La consultation propose des changements dans la manière dont la CMA prend des décisions lors des enquêtes sur les fusions et les marchés, afin de garantir que les remèdes de marché soient régulièrement réévalués, et d’offrir une plus grande certitude aux entreprises quant à la soumission de leurs opérations à un contrôle des fusions, a-t-il ajouté.

« Ces propositions, qui seront menées en étroit partenariat avec la CMA, ne modifieront pas l’indépendance de la prise de décision de la CMA vis-à-vis des ministres », a-t-il précisé.

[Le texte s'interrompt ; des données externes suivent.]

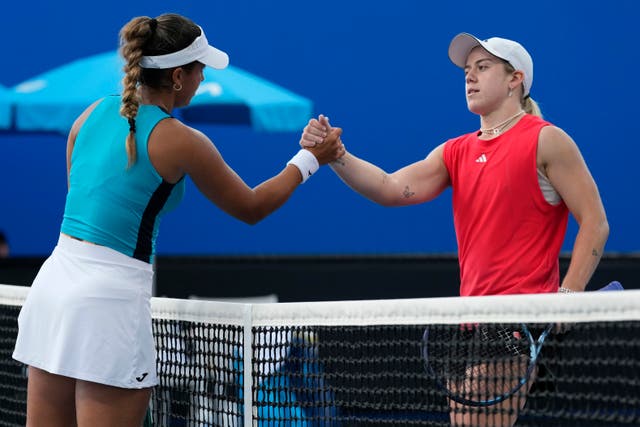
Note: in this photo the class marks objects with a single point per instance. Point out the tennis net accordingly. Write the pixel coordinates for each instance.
(418, 362)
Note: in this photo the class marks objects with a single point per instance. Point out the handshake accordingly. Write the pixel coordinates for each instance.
(320, 144)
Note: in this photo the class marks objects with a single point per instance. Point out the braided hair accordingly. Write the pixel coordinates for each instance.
(142, 36)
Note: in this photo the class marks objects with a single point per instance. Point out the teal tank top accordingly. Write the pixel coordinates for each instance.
(108, 203)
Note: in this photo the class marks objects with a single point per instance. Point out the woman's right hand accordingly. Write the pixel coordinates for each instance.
(315, 132)
(330, 149)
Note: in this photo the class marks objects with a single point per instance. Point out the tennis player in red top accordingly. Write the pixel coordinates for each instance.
(514, 182)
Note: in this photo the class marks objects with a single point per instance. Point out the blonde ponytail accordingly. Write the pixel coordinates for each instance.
(133, 37)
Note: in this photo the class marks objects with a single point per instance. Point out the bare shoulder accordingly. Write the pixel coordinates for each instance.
(77, 124)
(176, 133)
(554, 143)
(175, 147)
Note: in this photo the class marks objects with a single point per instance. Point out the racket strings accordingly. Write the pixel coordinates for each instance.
(479, 363)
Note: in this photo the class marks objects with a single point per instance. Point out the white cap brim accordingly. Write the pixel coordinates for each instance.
(199, 50)
(461, 46)
(215, 58)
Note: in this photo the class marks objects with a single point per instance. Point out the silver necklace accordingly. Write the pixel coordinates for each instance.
(497, 130)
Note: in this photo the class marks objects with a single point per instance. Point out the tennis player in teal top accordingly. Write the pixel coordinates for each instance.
(85, 329)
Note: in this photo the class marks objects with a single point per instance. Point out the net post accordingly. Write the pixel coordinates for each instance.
(247, 362)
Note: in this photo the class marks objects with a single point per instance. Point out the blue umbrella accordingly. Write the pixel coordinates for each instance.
(5, 108)
(52, 101)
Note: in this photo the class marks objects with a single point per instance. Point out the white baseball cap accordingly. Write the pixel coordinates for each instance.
(512, 52)
(198, 50)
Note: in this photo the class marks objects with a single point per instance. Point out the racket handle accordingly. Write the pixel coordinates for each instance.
(613, 286)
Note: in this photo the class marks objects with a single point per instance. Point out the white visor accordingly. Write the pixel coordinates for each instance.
(199, 50)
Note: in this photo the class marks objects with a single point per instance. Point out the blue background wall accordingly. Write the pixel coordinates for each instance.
(379, 70)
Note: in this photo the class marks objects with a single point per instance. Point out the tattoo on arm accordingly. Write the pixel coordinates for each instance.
(407, 192)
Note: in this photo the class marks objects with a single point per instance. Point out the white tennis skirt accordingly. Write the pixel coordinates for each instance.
(88, 316)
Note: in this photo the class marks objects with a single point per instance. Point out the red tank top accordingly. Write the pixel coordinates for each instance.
(509, 236)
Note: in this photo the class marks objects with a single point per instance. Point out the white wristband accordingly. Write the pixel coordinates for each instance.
(306, 162)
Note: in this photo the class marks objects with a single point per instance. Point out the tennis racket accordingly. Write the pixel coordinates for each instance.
(485, 364)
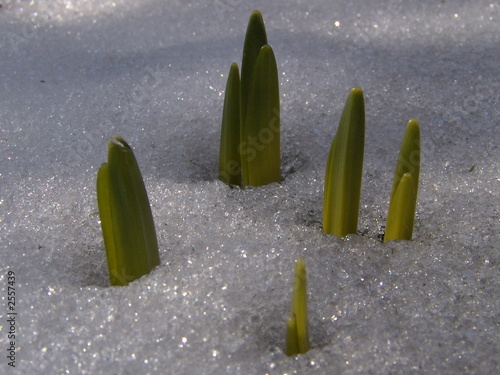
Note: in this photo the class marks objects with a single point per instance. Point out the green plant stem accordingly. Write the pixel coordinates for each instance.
(260, 134)
(401, 215)
(229, 156)
(255, 39)
(297, 326)
(126, 218)
(344, 169)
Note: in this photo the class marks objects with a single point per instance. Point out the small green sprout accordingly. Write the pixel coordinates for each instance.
(344, 169)
(126, 219)
(229, 157)
(250, 150)
(405, 187)
(297, 334)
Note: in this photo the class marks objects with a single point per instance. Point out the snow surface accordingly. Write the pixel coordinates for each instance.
(72, 73)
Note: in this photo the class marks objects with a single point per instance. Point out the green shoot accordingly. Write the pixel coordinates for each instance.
(126, 218)
(255, 39)
(229, 157)
(405, 187)
(260, 133)
(254, 157)
(297, 335)
(344, 169)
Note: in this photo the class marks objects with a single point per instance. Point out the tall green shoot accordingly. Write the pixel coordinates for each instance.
(344, 169)
(403, 203)
(126, 218)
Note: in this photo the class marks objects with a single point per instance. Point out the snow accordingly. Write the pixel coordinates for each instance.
(73, 73)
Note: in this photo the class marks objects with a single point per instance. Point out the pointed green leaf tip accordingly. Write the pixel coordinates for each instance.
(344, 169)
(126, 219)
(405, 186)
(260, 133)
(255, 39)
(297, 336)
(229, 156)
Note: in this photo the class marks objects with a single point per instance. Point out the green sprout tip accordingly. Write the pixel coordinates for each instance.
(229, 156)
(250, 135)
(297, 335)
(405, 186)
(126, 218)
(344, 169)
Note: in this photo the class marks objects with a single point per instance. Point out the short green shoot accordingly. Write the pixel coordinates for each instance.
(297, 335)
(250, 151)
(405, 187)
(229, 156)
(126, 218)
(344, 169)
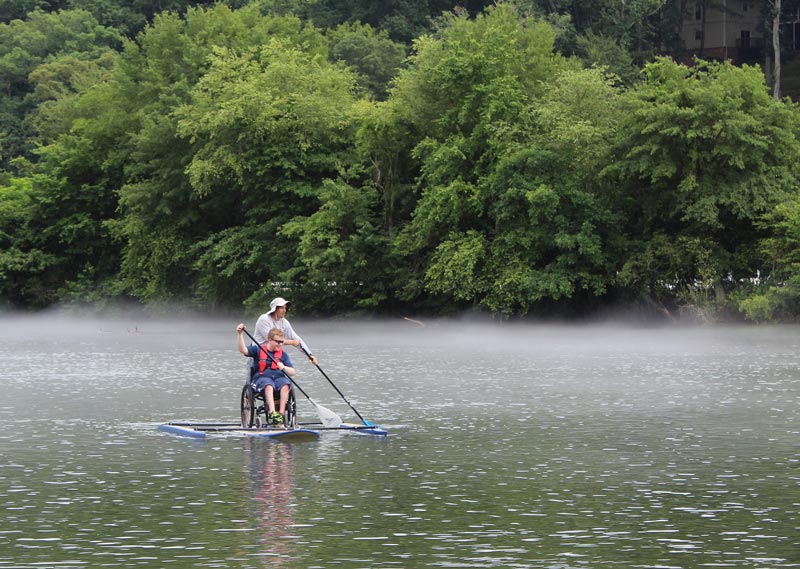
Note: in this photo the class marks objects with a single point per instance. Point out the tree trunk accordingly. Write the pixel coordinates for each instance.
(776, 48)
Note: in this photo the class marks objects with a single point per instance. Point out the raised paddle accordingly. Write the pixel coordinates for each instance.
(367, 423)
(328, 417)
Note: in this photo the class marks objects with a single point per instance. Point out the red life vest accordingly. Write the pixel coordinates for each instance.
(264, 358)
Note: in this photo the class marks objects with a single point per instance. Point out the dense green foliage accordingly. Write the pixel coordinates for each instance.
(511, 159)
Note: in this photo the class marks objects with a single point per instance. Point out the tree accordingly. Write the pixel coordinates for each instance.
(704, 153)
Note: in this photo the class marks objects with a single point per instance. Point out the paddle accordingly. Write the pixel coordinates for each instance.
(367, 423)
(328, 417)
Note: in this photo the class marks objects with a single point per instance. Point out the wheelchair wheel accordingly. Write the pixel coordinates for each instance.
(248, 407)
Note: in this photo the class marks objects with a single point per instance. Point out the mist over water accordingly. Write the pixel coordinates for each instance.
(511, 445)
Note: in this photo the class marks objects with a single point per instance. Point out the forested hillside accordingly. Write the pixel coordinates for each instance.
(518, 158)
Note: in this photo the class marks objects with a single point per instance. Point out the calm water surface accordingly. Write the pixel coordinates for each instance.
(510, 446)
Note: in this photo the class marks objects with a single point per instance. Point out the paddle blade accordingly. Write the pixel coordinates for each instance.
(328, 417)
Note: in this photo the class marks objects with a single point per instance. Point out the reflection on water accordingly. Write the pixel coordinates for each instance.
(545, 447)
(271, 474)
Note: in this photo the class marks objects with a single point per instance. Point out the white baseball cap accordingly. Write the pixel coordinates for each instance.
(276, 302)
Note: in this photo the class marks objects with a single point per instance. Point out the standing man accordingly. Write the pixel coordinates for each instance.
(275, 318)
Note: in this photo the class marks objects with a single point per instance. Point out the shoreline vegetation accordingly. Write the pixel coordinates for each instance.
(499, 159)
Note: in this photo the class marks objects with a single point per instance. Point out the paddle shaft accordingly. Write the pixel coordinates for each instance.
(337, 390)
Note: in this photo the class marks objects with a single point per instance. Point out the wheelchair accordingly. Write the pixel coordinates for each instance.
(255, 409)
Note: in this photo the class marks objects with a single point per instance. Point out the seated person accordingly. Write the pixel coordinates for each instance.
(274, 365)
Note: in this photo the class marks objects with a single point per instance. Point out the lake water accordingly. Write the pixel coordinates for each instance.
(515, 446)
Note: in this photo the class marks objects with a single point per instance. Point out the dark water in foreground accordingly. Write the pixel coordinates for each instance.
(510, 446)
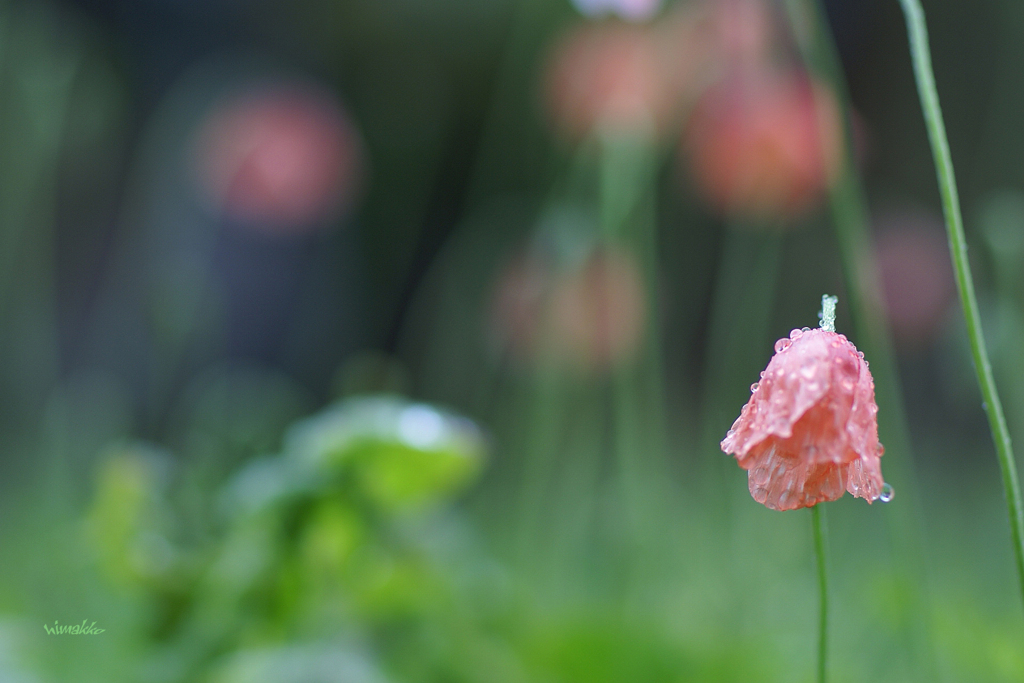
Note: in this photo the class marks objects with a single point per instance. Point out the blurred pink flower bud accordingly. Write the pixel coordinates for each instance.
(284, 159)
(809, 432)
(764, 144)
(589, 316)
(605, 75)
(634, 10)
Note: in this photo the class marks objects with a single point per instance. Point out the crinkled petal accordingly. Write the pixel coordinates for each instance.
(809, 431)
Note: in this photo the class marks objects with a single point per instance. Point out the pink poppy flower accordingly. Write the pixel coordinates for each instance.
(810, 430)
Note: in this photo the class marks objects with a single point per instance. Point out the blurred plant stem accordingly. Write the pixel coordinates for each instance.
(820, 548)
(627, 183)
(37, 77)
(740, 311)
(921, 55)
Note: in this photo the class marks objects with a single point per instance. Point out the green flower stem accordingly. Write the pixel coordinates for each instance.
(957, 247)
(817, 520)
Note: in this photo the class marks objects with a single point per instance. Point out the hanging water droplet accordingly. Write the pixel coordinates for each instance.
(887, 493)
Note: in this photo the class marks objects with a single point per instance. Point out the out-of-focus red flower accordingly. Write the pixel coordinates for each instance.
(589, 316)
(283, 160)
(809, 431)
(916, 274)
(764, 144)
(605, 75)
(634, 10)
(598, 312)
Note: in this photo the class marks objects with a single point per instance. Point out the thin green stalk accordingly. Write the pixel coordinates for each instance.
(957, 247)
(817, 520)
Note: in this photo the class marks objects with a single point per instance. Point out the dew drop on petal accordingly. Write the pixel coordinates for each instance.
(887, 493)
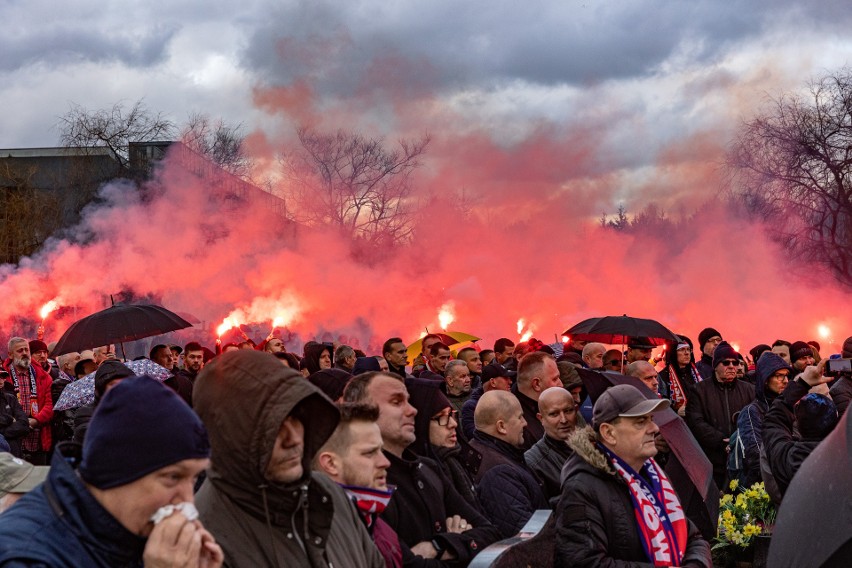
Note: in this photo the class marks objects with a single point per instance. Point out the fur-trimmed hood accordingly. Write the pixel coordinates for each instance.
(582, 441)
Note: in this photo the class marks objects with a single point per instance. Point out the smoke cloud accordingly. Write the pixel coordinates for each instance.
(506, 229)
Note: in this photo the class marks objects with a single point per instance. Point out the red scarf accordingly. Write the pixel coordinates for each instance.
(659, 516)
(370, 502)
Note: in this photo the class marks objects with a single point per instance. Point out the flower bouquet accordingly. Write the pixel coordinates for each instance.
(745, 516)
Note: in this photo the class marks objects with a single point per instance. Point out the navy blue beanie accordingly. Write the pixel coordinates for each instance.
(724, 351)
(140, 426)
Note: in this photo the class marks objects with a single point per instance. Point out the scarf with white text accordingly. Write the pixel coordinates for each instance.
(659, 516)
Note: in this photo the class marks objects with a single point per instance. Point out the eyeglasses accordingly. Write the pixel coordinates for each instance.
(444, 419)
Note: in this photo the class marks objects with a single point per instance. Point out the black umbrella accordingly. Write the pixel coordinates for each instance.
(117, 324)
(616, 330)
(814, 524)
(688, 468)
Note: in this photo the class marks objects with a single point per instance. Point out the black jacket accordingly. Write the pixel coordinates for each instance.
(546, 460)
(705, 367)
(595, 519)
(14, 424)
(60, 523)
(841, 394)
(784, 451)
(507, 489)
(533, 431)
(710, 416)
(419, 508)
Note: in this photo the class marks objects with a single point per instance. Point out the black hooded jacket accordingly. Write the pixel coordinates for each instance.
(507, 488)
(710, 416)
(750, 421)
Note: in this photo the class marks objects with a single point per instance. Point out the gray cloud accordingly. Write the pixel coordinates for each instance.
(58, 45)
(488, 42)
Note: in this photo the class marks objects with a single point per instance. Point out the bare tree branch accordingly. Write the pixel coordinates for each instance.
(355, 183)
(792, 167)
(113, 128)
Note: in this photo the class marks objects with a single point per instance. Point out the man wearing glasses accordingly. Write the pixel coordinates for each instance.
(710, 412)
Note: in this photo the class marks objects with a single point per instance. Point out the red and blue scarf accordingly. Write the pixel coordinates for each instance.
(370, 502)
(659, 516)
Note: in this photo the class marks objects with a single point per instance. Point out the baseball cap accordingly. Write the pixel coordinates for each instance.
(495, 370)
(624, 401)
(639, 343)
(18, 476)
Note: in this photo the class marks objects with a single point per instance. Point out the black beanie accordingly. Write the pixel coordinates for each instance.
(429, 400)
(800, 349)
(139, 427)
(109, 371)
(724, 351)
(705, 336)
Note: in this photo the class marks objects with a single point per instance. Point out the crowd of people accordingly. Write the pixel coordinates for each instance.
(254, 456)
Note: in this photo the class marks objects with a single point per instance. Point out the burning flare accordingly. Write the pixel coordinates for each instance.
(285, 309)
(228, 323)
(446, 315)
(525, 335)
(47, 308)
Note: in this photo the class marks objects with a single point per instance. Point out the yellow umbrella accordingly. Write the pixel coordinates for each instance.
(449, 338)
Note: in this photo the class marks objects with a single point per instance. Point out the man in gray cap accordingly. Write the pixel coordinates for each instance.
(617, 504)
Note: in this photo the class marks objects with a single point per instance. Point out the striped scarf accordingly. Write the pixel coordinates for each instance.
(370, 502)
(659, 516)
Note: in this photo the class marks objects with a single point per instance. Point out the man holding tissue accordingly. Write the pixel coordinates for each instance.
(130, 500)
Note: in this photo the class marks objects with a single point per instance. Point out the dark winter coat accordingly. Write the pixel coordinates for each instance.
(785, 452)
(60, 524)
(419, 508)
(841, 394)
(452, 463)
(468, 409)
(507, 489)
(82, 417)
(181, 384)
(533, 431)
(13, 422)
(595, 521)
(43, 398)
(243, 397)
(750, 421)
(710, 416)
(705, 367)
(546, 459)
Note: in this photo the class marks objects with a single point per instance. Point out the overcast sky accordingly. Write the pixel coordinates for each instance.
(639, 77)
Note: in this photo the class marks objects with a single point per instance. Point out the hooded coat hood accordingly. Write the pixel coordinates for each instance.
(768, 364)
(243, 397)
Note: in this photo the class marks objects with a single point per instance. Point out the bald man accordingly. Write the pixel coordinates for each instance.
(558, 414)
(507, 489)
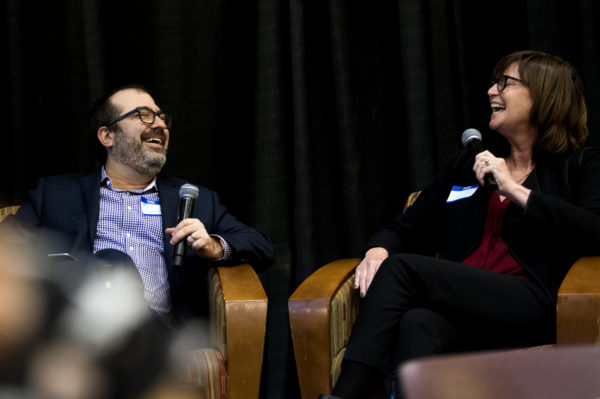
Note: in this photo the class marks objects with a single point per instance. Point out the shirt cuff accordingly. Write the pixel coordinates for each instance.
(227, 250)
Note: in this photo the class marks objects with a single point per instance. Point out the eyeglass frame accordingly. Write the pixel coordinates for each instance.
(165, 117)
(496, 81)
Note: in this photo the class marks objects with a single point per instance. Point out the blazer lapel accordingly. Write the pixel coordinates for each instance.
(169, 203)
(90, 191)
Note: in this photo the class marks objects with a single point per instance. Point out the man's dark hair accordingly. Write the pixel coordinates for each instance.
(104, 111)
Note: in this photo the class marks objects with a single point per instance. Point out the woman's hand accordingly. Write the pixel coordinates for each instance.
(367, 268)
(486, 162)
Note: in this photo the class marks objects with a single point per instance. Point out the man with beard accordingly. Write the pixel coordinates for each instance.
(128, 213)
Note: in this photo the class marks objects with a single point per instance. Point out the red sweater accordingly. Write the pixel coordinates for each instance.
(492, 253)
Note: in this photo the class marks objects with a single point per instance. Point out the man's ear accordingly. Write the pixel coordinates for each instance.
(105, 136)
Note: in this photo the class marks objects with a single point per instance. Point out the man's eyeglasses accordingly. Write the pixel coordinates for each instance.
(504, 80)
(146, 115)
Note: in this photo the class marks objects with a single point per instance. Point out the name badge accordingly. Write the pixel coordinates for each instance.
(458, 193)
(149, 207)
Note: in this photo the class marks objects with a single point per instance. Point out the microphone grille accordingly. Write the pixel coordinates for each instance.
(189, 191)
(470, 134)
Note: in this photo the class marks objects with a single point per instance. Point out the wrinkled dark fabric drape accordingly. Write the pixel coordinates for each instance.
(312, 119)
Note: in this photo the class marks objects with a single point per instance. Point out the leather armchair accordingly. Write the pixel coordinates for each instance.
(323, 309)
(231, 368)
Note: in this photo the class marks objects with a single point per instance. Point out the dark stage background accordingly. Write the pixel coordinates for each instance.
(312, 119)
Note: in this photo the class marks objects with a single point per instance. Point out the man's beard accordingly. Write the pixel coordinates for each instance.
(130, 152)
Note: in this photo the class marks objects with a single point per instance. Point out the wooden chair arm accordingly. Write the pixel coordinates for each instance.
(245, 323)
(310, 317)
(578, 304)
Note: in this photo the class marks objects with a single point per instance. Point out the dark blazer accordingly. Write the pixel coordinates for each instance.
(63, 212)
(559, 224)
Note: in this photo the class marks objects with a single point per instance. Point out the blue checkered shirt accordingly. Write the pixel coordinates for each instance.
(123, 226)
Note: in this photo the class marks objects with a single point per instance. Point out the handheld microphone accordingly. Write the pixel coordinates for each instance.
(471, 138)
(188, 194)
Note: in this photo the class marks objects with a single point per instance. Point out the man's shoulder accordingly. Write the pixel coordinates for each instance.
(175, 183)
(67, 180)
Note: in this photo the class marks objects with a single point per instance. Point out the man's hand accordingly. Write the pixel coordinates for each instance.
(198, 239)
(367, 268)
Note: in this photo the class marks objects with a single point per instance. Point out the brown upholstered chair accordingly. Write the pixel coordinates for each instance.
(323, 309)
(231, 368)
(557, 373)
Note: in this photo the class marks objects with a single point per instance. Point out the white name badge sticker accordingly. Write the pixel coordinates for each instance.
(149, 207)
(458, 192)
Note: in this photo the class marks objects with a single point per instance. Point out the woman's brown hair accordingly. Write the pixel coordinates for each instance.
(559, 111)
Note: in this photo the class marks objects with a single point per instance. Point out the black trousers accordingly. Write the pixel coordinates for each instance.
(418, 306)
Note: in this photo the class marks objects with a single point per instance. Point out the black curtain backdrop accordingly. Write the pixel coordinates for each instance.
(312, 119)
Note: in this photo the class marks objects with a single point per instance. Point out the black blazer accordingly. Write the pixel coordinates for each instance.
(559, 224)
(63, 211)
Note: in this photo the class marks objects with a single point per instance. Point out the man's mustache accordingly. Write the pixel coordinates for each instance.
(154, 133)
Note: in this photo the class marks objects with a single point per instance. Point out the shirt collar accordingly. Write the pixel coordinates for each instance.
(106, 182)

La CMA a déclaré lundi qu’elle passerait en revue ses interventions passées afin de vérifier si elles restent nécessaires pour alléger la charge de la conformité, identifiant 33 remèdes de marché — soit 60% de ceux en vigueur — qui pourraient ne plus être indispensables.

Le gouvernement a également annoncé que la banque de développement publique investirait 25 millions de livres (34 millions USD) dans Kraken Technologies, dans le cadre de son plus important financement direct, soutenant la société de logiciels énergétiques à intelligence artificielle avant une potentielle introduction en bourse à Londres.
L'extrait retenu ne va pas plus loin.